Disassembling Christmas

Given that for months the Mid-Atlantic weather has been the dreariest in my reasonably sharp memory, it was particularly tough to think about taking down the Christmas regalia. You may have read my earlier post about the fun time we all had dressing up the house for the holidays, which were grand start to finish. The tree held up well, but by the middle of last week the needles had become noticeably dry and more brittle. That’s my annual signal to stop turning on the lights—safety first and all that. So, by Saturday, we knew it was time.

Taking down the tree for me is almost as much a trip down Memory Lane as the decorating is. Maybe moreso, because I always resort and repack. Yesterday, I emptied two sealed shoeboxes that had been sitting on the basement shelf since our last move, in which I had stored more of the ornaments we had when the kids were babies, plus a number of those precious handmade ones from their primary school years. There is absolutely no way to put a price on such treasures, as any parent knows. Now, those special ones, plus all the others, have been carefully stowed away in secure, accurately labeled containers that stack beautifully on a basement shelf. The larger containers, not pictured, hold the red glass balls, of which there are many, and the lights, of which there never seem to be enough. I store the miscellaneous decor—the Santas and so forth—in the dresser of one of the guest bedrooms.

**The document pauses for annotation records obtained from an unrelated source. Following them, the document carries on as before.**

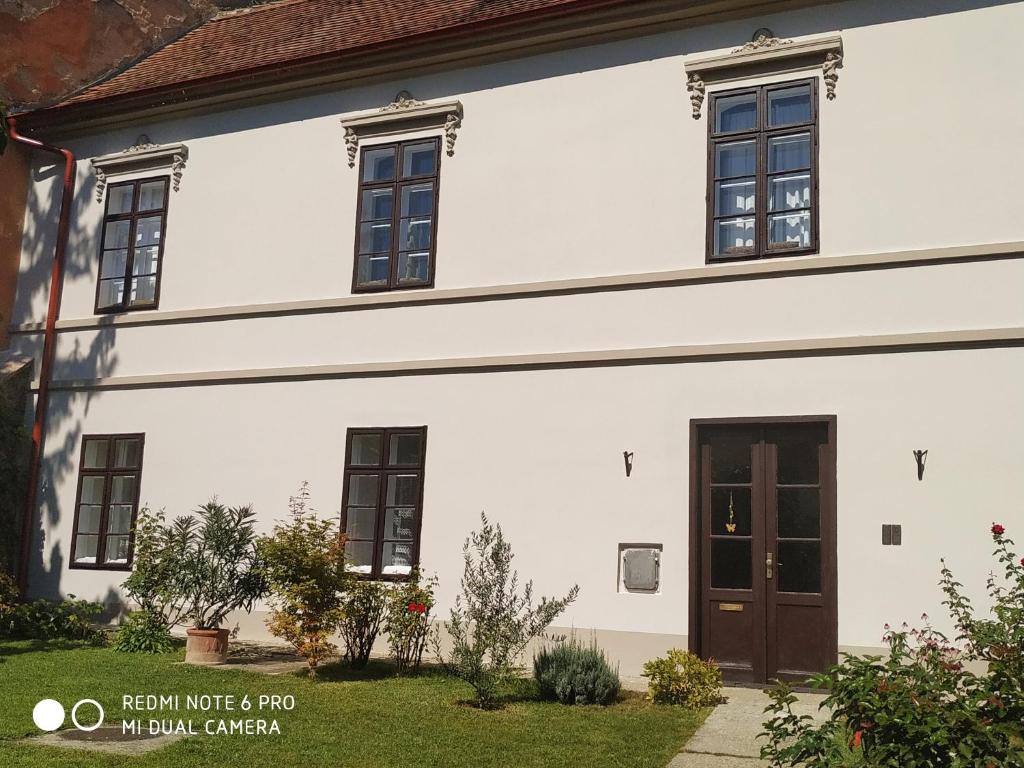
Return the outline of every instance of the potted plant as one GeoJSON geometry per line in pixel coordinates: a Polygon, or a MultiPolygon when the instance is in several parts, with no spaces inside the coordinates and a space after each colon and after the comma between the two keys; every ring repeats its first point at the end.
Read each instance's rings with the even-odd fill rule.
{"type": "Polygon", "coordinates": [[[167,530],[166,545],[177,615],[191,623],[185,634],[185,662],[223,664],[232,610],[252,610],[266,594],[262,558],[256,548],[252,507],[225,507],[216,499],[194,515],[179,517],[167,530]]]}

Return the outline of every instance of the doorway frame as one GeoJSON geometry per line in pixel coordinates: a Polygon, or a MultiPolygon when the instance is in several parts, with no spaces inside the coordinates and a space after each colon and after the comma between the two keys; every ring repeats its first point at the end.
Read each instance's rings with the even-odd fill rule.
{"type": "MultiPolygon", "coordinates": [[[[701,527],[700,527],[700,429],[713,426],[778,426],[784,424],[823,424],[827,429],[828,461],[833,466],[833,482],[824,496],[821,510],[821,546],[835,553],[830,567],[821,571],[821,589],[824,592],[825,629],[828,633],[829,657],[839,660],[839,542],[837,536],[837,487],[839,485],[837,423],[831,415],[815,416],[743,416],[710,419],[690,419],[690,498],[689,498],[689,609],[688,638],[689,650],[703,657],[701,652],[701,605],[703,584],[701,583],[701,527]]],[[[767,632],[767,627],[765,628],[767,632]]],[[[761,685],[758,683],[758,685],[761,685]]]]}

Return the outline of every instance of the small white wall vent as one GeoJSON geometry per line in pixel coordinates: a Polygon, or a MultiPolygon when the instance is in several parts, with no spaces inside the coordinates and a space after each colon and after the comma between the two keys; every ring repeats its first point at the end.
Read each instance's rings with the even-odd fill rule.
{"type": "Polygon", "coordinates": [[[660,584],[660,544],[618,545],[620,592],[656,593],[660,584]]]}

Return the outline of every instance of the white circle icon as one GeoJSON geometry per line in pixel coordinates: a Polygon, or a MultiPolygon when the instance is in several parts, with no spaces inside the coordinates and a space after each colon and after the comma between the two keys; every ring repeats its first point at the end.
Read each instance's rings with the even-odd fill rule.
{"type": "MultiPolygon", "coordinates": [[[[94,698],[83,698],[77,705],[71,709],[71,721],[75,724],[75,727],[80,731],[94,731],[96,728],[103,724],[103,708],[99,706],[99,701],[94,698]],[[93,725],[82,725],[78,722],[78,708],[84,703],[91,703],[97,710],[99,710],[99,719],[93,725]]],[[[60,711],[60,719],[63,720],[63,710],[60,711]]],[[[51,729],[52,730],[52,729],[51,729]]]]}
{"type": "Polygon", "coordinates": [[[52,698],[44,698],[32,709],[32,722],[41,731],[55,731],[63,725],[63,707],[52,698]]]}

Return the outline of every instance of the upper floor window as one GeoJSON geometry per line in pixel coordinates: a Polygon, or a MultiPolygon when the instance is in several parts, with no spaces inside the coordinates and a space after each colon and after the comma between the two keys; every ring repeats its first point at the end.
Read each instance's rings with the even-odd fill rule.
{"type": "Polygon", "coordinates": [[[142,479],[141,434],[86,435],[78,468],[73,568],[127,570],[142,479]]]}
{"type": "Polygon", "coordinates": [[[361,151],[353,291],[433,285],[439,163],[438,138],[361,151]]]}
{"type": "Polygon", "coordinates": [[[108,187],[97,312],[157,307],[168,186],[165,176],[108,187]]]}
{"type": "Polygon", "coordinates": [[[349,569],[408,577],[420,558],[427,428],[349,429],[342,529],[349,569]]]}
{"type": "Polygon", "coordinates": [[[818,249],[817,81],[712,96],[708,258],[818,249]]]}

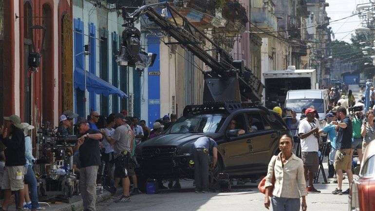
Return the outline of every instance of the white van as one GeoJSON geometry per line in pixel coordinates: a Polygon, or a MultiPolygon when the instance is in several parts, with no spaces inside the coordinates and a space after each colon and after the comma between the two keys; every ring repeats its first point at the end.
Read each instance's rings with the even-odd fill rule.
{"type": "Polygon", "coordinates": [[[297,113],[297,119],[300,119],[303,109],[314,106],[321,120],[328,111],[328,102],[326,90],[290,90],[286,94],[285,107],[295,111],[297,113]]]}

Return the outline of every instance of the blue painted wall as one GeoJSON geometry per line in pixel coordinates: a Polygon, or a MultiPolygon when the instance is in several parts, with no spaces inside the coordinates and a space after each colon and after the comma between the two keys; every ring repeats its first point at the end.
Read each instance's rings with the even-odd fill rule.
{"type": "MultiPolygon", "coordinates": [[[[74,69],[83,70],[84,69],[85,56],[83,52],[84,37],[83,37],[83,21],[80,19],[74,19],[74,69]]],[[[85,96],[84,91],[79,89],[75,89],[75,112],[80,116],[85,116],[85,102],[83,98],[85,96]]]]}
{"type": "MultiPolygon", "coordinates": [[[[91,23],[89,24],[90,30],[90,72],[96,74],[96,39],[95,33],[95,25],[91,23]]],[[[90,110],[94,111],[96,109],[96,94],[94,93],[90,93],[90,110]]]]}
{"type": "MultiPolygon", "coordinates": [[[[147,37],[148,51],[157,54],[157,56],[152,67],[149,67],[149,72],[160,72],[160,38],[156,36],[147,37]]],[[[160,117],[160,77],[149,75],[149,127],[152,128],[155,120],[160,117]]]]}

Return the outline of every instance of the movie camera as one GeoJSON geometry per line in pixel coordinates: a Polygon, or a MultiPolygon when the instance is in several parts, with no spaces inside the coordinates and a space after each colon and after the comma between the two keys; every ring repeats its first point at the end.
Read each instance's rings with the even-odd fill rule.
{"type": "Polygon", "coordinates": [[[76,135],[62,136],[44,125],[38,130],[35,171],[39,197],[57,197],[69,203],[79,200],[79,181],[73,169],[72,149],[76,140],[76,135]]]}

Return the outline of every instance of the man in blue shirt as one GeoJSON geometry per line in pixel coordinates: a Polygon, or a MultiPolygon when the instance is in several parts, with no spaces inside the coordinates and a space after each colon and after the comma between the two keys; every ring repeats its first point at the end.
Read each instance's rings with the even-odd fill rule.
{"type": "Polygon", "coordinates": [[[217,144],[213,139],[206,136],[197,139],[192,146],[194,162],[195,192],[209,192],[208,191],[208,165],[209,155],[213,156],[211,168],[217,162],[217,144]]]}
{"type": "MultiPolygon", "coordinates": [[[[332,121],[336,121],[337,118],[335,114],[329,113],[325,115],[327,122],[330,123],[332,121]]],[[[333,163],[335,162],[335,155],[336,154],[336,133],[337,126],[332,124],[328,124],[319,131],[319,133],[324,133],[328,134],[328,137],[331,142],[331,152],[329,153],[329,163],[328,165],[328,178],[333,178],[335,176],[335,168],[333,163]]]]}

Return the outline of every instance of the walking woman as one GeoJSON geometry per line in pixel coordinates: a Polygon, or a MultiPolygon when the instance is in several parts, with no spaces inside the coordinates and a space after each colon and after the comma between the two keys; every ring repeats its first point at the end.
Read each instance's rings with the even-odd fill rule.
{"type": "Polygon", "coordinates": [[[370,110],[366,114],[367,122],[363,121],[363,123],[361,128],[361,135],[363,137],[362,142],[362,153],[365,154],[366,148],[370,142],[375,139],[375,133],[374,133],[374,112],[370,110]]]}
{"type": "Polygon", "coordinates": [[[300,211],[300,206],[305,211],[307,206],[303,163],[293,153],[293,139],[289,135],[281,137],[279,147],[281,152],[272,157],[268,164],[264,185],[264,207],[269,209],[269,196],[272,194],[273,211],[300,211]],[[272,184],[273,176],[274,184],[272,184]],[[273,191],[271,192],[273,186],[273,191]]]}
{"type": "Polygon", "coordinates": [[[25,203],[24,210],[31,211],[43,211],[45,209],[39,206],[38,201],[38,183],[35,177],[33,165],[36,160],[33,156],[33,147],[31,142],[31,131],[34,126],[24,122],[21,123],[25,135],[25,156],[26,164],[25,168],[26,173],[25,174],[25,203]],[[30,192],[30,193],[29,193],[30,192]],[[30,199],[31,198],[31,199],[30,199]]]}
{"type": "Polygon", "coordinates": [[[350,107],[354,106],[354,104],[356,104],[356,99],[354,98],[352,90],[349,90],[349,94],[348,94],[348,103],[350,107]]]}

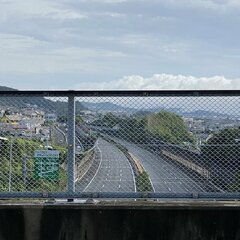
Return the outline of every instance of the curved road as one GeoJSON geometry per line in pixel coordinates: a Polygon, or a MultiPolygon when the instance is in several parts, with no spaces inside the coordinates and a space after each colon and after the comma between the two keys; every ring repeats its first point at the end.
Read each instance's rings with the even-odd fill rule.
{"type": "MultiPolygon", "coordinates": [[[[135,192],[135,178],[132,167],[125,155],[117,147],[99,138],[96,146],[97,169],[82,189],[84,192],[135,192]]],[[[86,175],[88,175],[87,173],[86,175]]],[[[81,190],[81,180],[76,183],[81,190]]]]}
{"type": "Polygon", "coordinates": [[[192,193],[205,192],[200,179],[192,179],[181,168],[165,161],[161,156],[155,155],[136,144],[114,138],[135,156],[147,171],[154,191],[161,193],[192,193]]]}

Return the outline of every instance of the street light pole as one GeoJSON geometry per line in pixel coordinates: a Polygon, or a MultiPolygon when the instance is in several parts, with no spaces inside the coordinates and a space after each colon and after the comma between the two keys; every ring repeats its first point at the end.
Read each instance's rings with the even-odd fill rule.
{"type": "Polygon", "coordinates": [[[8,176],[8,191],[11,191],[12,184],[12,147],[13,147],[13,139],[10,137],[10,152],[9,152],[9,176],[8,176]]]}

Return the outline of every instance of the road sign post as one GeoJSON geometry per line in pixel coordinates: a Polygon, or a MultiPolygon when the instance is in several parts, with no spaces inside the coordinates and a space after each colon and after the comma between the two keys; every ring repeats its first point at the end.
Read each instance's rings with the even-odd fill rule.
{"type": "Polygon", "coordinates": [[[59,151],[37,150],[34,152],[34,178],[46,180],[59,179],[59,151]]]}

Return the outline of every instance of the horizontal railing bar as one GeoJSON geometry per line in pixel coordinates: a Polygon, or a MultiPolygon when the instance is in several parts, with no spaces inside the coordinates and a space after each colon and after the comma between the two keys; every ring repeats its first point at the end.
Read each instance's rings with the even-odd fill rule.
{"type": "Polygon", "coordinates": [[[78,91],[78,90],[20,90],[20,91],[0,91],[0,96],[24,96],[24,97],[223,97],[240,96],[240,90],[131,90],[131,91],[78,91]]]}

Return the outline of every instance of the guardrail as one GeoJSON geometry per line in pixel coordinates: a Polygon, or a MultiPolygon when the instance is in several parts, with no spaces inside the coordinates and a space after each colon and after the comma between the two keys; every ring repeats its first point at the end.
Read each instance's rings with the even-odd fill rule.
{"type": "Polygon", "coordinates": [[[0,91],[0,198],[240,197],[240,91],[0,91]]]}

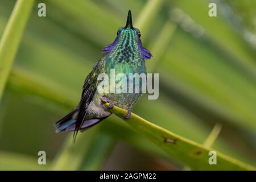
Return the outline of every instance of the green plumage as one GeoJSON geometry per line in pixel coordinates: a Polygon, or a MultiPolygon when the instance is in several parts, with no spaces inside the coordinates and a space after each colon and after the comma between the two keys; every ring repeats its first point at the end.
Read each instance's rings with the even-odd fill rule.
{"type": "MultiPolygon", "coordinates": [[[[114,42],[105,47],[103,52],[105,55],[94,65],[92,71],[85,79],[79,105],[56,123],[56,131],[84,129],[110,115],[111,112],[102,106],[101,101],[102,96],[106,96],[118,107],[125,109],[131,107],[141,93],[100,93],[97,90],[97,86],[101,81],[98,80],[97,78],[100,73],[105,73],[110,77],[111,69],[114,69],[115,75],[123,73],[127,78],[129,73],[146,74],[144,59],[150,59],[152,55],[142,47],[140,36],[139,30],[133,27],[131,14],[129,11],[126,26],[120,28],[114,42]]],[[[119,81],[117,79],[115,83],[119,81]]],[[[109,82],[110,88],[112,86],[109,82]]],[[[128,80],[127,82],[129,82],[128,80]]],[[[135,83],[134,84],[135,86],[135,83]]]]}

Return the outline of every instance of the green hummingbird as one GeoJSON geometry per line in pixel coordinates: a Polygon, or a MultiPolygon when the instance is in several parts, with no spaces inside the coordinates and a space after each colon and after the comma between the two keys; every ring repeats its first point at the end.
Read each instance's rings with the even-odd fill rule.
{"type": "Polygon", "coordinates": [[[125,119],[130,117],[131,107],[141,93],[101,93],[97,86],[101,81],[97,77],[100,73],[110,76],[112,69],[114,69],[115,74],[146,74],[144,60],[150,59],[152,55],[142,46],[140,31],[133,26],[130,10],[125,27],[119,28],[117,34],[114,42],[103,49],[104,56],[94,64],[86,77],[77,106],[56,123],[56,133],[75,131],[75,138],[79,130],[88,129],[109,117],[112,113],[108,109],[114,105],[127,110],[125,119]],[[106,102],[109,102],[108,108],[104,105],[106,102]]]}

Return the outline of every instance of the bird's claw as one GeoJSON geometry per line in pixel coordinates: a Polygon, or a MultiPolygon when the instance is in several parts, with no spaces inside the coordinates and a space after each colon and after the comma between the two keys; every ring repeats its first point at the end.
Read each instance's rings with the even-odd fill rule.
{"type": "Polygon", "coordinates": [[[129,119],[131,117],[131,109],[128,109],[127,110],[127,114],[123,116],[123,119],[129,119]]]}
{"type": "Polygon", "coordinates": [[[109,97],[106,96],[104,96],[101,97],[101,101],[103,104],[103,107],[105,109],[113,109],[114,107],[114,105],[112,103],[109,97]],[[108,106],[106,106],[104,104],[108,102],[109,105],[108,106]]]}

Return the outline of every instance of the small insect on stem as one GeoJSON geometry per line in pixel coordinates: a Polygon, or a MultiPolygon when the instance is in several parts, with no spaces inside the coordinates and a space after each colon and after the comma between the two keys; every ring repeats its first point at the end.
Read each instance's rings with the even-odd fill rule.
{"type": "Polygon", "coordinates": [[[164,143],[176,144],[176,139],[170,139],[166,136],[163,136],[164,143]]]}

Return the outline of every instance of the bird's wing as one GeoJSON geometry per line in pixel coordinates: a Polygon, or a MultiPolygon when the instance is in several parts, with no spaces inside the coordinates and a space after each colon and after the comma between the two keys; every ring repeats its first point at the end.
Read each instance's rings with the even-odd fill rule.
{"type": "Polygon", "coordinates": [[[93,66],[93,70],[87,76],[82,87],[82,92],[80,102],[79,105],[79,111],[76,124],[76,129],[74,131],[73,139],[75,140],[78,131],[82,125],[86,115],[87,107],[93,100],[93,96],[96,92],[99,82],[97,80],[100,73],[104,71],[105,59],[102,59],[97,62],[93,66]]]}

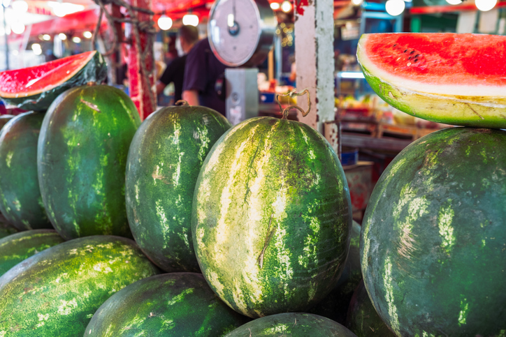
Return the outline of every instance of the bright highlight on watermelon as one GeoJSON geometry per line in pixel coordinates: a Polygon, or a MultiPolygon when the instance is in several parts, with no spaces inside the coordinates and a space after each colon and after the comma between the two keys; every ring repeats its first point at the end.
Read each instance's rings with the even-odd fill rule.
{"type": "Polygon", "coordinates": [[[374,91],[412,116],[506,128],[506,36],[364,34],[357,58],[374,91]]]}
{"type": "Polygon", "coordinates": [[[0,73],[0,98],[20,109],[44,111],[64,91],[89,82],[100,83],[106,75],[102,55],[96,51],[83,52],[0,73]]]}

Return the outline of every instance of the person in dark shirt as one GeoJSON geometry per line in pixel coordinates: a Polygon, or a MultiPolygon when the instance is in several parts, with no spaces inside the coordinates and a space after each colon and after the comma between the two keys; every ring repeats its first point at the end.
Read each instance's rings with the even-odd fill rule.
{"type": "Polygon", "coordinates": [[[203,105],[225,115],[225,100],[215,89],[216,81],[224,78],[225,66],[211,50],[207,38],[195,44],[188,54],[182,85],[182,99],[190,105],[203,105]]]}
{"type": "MultiPolygon", "coordinates": [[[[157,82],[157,93],[160,94],[167,84],[174,83],[174,102],[182,98],[182,84],[185,77],[185,64],[187,55],[198,40],[198,31],[193,26],[182,26],[178,31],[178,40],[180,44],[178,52],[184,54],[167,66],[160,80],[157,82]]],[[[178,42],[176,41],[176,45],[178,42]]]]}

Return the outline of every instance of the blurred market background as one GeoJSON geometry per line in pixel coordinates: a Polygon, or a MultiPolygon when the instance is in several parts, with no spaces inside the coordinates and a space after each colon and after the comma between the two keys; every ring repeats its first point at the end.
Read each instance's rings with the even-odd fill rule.
{"type": "MultiPolygon", "coordinates": [[[[259,66],[259,115],[280,117],[275,96],[296,86],[294,6],[301,1],[305,0],[270,1],[277,28],[273,47],[259,66]]],[[[100,8],[92,0],[3,0],[1,5],[0,70],[94,49],[106,52],[113,44],[113,30],[107,20],[99,20],[100,8]]],[[[200,38],[205,37],[212,6],[212,0],[152,1],[157,76],[178,56],[176,35],[182,25],[196,26],[200,38]]],[[[388,32],[503,35],[506,0],[334,0],[333,7],[339,154],[353,191],[354,218],[359,220],[373,186],[392,158],[413,140],[446,126],[400,112],[373,93],[355,56],[359,37],[388,32]]],[[[108,83],[127,92],[127,54],[123,45],[108,59],[108,83]]],[[[173,104],[173,86],[168,85],[157,101],[159,106],[173,104]]]]}

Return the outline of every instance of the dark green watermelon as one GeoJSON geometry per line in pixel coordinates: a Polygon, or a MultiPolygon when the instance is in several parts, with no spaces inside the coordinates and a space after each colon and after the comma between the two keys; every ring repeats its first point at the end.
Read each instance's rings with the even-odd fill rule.
{"type": "Polygon", "coordinates": [[[69,89],[50,107],[38,140],[38,180],[48,216],[64,239],[131,236],[124,172],[139,125],[130,98],[107,85],[69,89]]]}
{"type": "Polygon", "coordinates": [[[44,114],[26,112],[0,131],[0,211],[20,230],[52,228],[37,176],[37,142],[44,114]]]}
{"type": "Polygon", "coordinates": [[[358,337],[395,337],[373,306],[361,281],[352,297],[346,326],[358,337]]]}
{"type": "Polygon", "coordinates": [[[123,237],[87,237],[48,248],[0,278],[0,336],[82,336],[112,294],[158,271],[123,237]]]}
{"type": "Polygon", "coordinates": [[[127,163],[127,212],[136,241],[162,269],[200,272],[191,202],[202,163],[231,125],[204,107],[163,107],[136,133],[127,163]]]}
{"type": "Polygon", "coordinates": [[[308,310],[308,313],[327,317],[343,325],[346,324],[349,302],[355,289],[362,280],[362,271],[360,267],[360,225],[353,221],[348,258],[338,285],[325,299],[308,310]]]}
{"type": "Polygon", "coordinates": [[[2,114],[0,115],[0,130],[7,123],[10,119],[14,118],[13,114],[2,114]]]}
{"type": "Polygon", "coordinates": [[[362,223],[366,288],[397,336],[504,336],[506,132],[452,128],[401,151],[362,223]]]}
{"type": "Polygon", "coordinates": [[[249,320],[222,302],[202,274],[171,273],[113,295],[93,315],[85,336],[217,337],[249,320]]]}
{"type": "Polygon", "coordinates": [[[356,337],[339,323],[310,313],[272,315],[237,328],[226,337],[356,337]]]}
{"type": "Polygon", "coordinates": [[[204,276],[236,311],[257,317],[308,310],[334,288],[348,253],[342,167],[310,126],[247,119],[205,158],[191,228],[204,276]]]}
{"type": "Polygon", "coordinates": [[[64,240],[55,230],[31,230],[0,239],[0,276],[31,255],[64,240]]]}
{"type": "Polygon", "coordinates": [[[17,228],[10,225],[3,215],[0,214],[0,239],[17,232],[17,228]]]}

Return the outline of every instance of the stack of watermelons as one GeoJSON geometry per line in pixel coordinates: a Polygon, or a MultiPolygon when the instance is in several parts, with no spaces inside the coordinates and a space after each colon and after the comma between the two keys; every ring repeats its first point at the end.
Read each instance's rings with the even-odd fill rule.
{"type": "Polygon", "coordinates": [[[351,205],[323,137],[184,103],[141,124],[104,68],[92,52],[0,73],[34,110],[0,132],[0,209],[22,231],[0,241],[0,336],[243,336],[268,315],[243,331],[354,336],[275,315],[340,286],[351,205]]]}
{"type": "Polygon", "coordinates": [[[342,168],[305,124],[184,103],[141,123],[96,84],[96,52],[0,73],[34,110],[0,130],[21,231],[0,239],[0,337],[505,336],[506,133],[484,128],[506,127],[506,38],[366,35],[358,57],[393,105],[468,126],[399,154],[360,248],[342,168]]]}

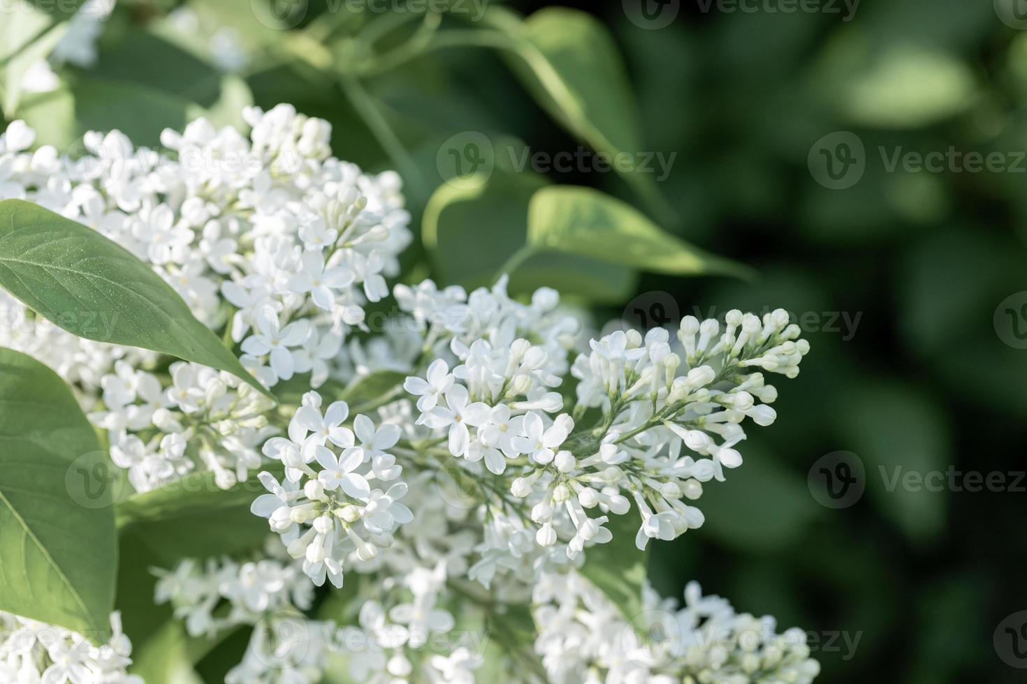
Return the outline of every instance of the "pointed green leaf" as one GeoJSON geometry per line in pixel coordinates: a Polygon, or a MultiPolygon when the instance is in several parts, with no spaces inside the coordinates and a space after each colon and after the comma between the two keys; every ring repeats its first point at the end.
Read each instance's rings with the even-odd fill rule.
{"type": "Polygon", "coordinates": [[[109,488],[89,484],[107,468],[64,380],[0,349],[0,610],[109,638],[114,509],[109,488]]]}
{"type": "Polygon", "coordinates": [[[272,397],[149,266],[37,204],[0,202],[0,286],[80,337],[225,370],[272,397]]]}
{"type": "Polygon", "coordinates": [[[635,207],[589,188],[543,188],[531,198],[528,243],[677,276],[752,271],[664,232],[635,207]]]}
{"type": "Polygon", "coordinates": [[[585,549],[580,572],[632,622],[643,612],[642,587],[649,568],[649,550],[639,551],[635,546],[641,522],[635,508],[610,518],[606,527],[613,532],[613,538],[585,549]]]}
{"type": "Polygon", "coordinates": [[[567,7],[541,9],[522,22],[497,8],[487,14],[514,39],[512,71],[549,115],[596,152],[660,215],[673,210],[642,163],[646,152],[627,73],[602,22],[567,7]]]}

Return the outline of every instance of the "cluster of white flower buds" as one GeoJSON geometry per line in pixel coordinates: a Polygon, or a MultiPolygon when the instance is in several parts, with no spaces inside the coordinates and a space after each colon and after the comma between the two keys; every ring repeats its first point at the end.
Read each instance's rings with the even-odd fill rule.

We ushered out the old and welcomed in the new with a thorough cleaning. I kept the poinsettia, which still looks bright and healthy, and put a pale blue and green cloth from Provence on the table. The whole process took a significant chunk of the weekend, but now we’re good to go till next year. This week, I’ll find some bulbs to force or maybe a cyclamen, for color and a little more oxygen to help chase the winter gloom. A simple pleasure if ever there was one.

All sort and tucked away for next year.
I’ve “repurposed” these containers, which many moons ago held shoes, many times. I think they’ve found their ultimate purpose at last.